Baca Juga : Pemkab Bogor Tak Bisa Beri Kepastian, Nasib Tambang di Tangan KDM
Bupati Bogor, Rudy Susmanto mengatakan, pembangunan jalan khusus ini merupakan program strategis yang perlu terus diawasi. Ia mengaku tak ingin proyek tersebut sia-sia.
“Ada beberapa program strategis Pemerintah Kabupaten Bogor yang kami meminta secara langsung untuk mendapatkan pendampingan resmi dari KPK, salah satunya adalah pembebasan lahan, jalan khusus angkutan tambang dan barang,” jelas Rudy kepada wartawan saat menerima KPK di Cibinong, Kabupaten Bogor, Selasa 20 Januari 2026.
Baca Juga : Pemkab Bogor Alokasikan Rp100 Miliar untuk Pembebasan Lahan Jalan Khusus Tambang
Tak hanya dengan KPK, lanjutnya, pengawasan proyek tersebut juga melibatkan Kejaksaan Negeri (Kejari) dan pihak kepolisian.
Menurut Rudy, langkah tersebut sangat penting dilakukan.

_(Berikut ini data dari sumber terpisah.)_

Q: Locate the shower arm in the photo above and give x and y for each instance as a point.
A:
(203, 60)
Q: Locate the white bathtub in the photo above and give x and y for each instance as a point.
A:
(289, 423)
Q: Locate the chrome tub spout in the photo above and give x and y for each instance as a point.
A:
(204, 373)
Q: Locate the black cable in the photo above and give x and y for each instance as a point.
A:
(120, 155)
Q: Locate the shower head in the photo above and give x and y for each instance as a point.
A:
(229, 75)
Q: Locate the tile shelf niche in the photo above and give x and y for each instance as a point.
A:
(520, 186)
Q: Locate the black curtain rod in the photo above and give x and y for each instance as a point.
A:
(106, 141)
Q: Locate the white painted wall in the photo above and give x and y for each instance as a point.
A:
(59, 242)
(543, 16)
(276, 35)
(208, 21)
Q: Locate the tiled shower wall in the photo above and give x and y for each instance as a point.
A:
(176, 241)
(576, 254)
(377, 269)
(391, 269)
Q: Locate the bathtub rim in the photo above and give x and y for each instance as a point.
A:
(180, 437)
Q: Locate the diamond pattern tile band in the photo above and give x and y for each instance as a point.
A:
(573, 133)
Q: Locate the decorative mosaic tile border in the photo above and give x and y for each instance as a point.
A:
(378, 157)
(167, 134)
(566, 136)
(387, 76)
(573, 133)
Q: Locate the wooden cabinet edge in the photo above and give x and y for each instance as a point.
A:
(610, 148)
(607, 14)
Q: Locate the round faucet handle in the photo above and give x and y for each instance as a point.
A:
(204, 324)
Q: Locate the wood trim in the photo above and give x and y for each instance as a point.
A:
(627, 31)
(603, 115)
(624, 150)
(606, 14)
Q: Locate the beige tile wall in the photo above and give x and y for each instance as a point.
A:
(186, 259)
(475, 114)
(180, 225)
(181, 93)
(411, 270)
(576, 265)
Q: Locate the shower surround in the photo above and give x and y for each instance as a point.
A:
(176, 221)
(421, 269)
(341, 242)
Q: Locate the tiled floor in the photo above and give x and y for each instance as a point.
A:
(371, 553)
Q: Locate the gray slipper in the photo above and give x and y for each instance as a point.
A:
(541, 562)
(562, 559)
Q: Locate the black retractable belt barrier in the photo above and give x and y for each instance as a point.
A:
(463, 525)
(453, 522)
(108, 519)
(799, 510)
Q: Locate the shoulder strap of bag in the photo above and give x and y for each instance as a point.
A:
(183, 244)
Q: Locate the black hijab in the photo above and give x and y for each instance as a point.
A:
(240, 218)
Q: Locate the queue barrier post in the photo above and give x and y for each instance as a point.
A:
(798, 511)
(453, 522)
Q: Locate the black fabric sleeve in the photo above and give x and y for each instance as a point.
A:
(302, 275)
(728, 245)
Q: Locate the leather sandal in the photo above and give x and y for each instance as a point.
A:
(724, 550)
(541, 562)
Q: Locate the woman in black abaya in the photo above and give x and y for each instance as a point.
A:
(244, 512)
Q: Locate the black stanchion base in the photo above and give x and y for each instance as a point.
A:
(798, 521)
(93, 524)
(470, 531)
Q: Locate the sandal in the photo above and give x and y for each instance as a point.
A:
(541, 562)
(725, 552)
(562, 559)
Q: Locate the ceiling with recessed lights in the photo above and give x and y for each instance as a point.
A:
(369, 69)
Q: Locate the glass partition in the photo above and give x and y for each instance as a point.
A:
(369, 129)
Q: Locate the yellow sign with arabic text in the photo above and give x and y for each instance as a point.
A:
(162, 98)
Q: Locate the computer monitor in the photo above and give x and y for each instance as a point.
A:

Agar Pemkab Bogor juga fokus untuk melakukan pembebasan lahan yang ditarget terealisasi tahun ini.
“Jadi tidak perlu repot-repot membuat beberapa aduan, beberapa program-program strategis hari ini kita kolaborasikan bersama, meminta pendampingan resmi dari komisi pemberantasan korupsi,” tutur Rudy.(*)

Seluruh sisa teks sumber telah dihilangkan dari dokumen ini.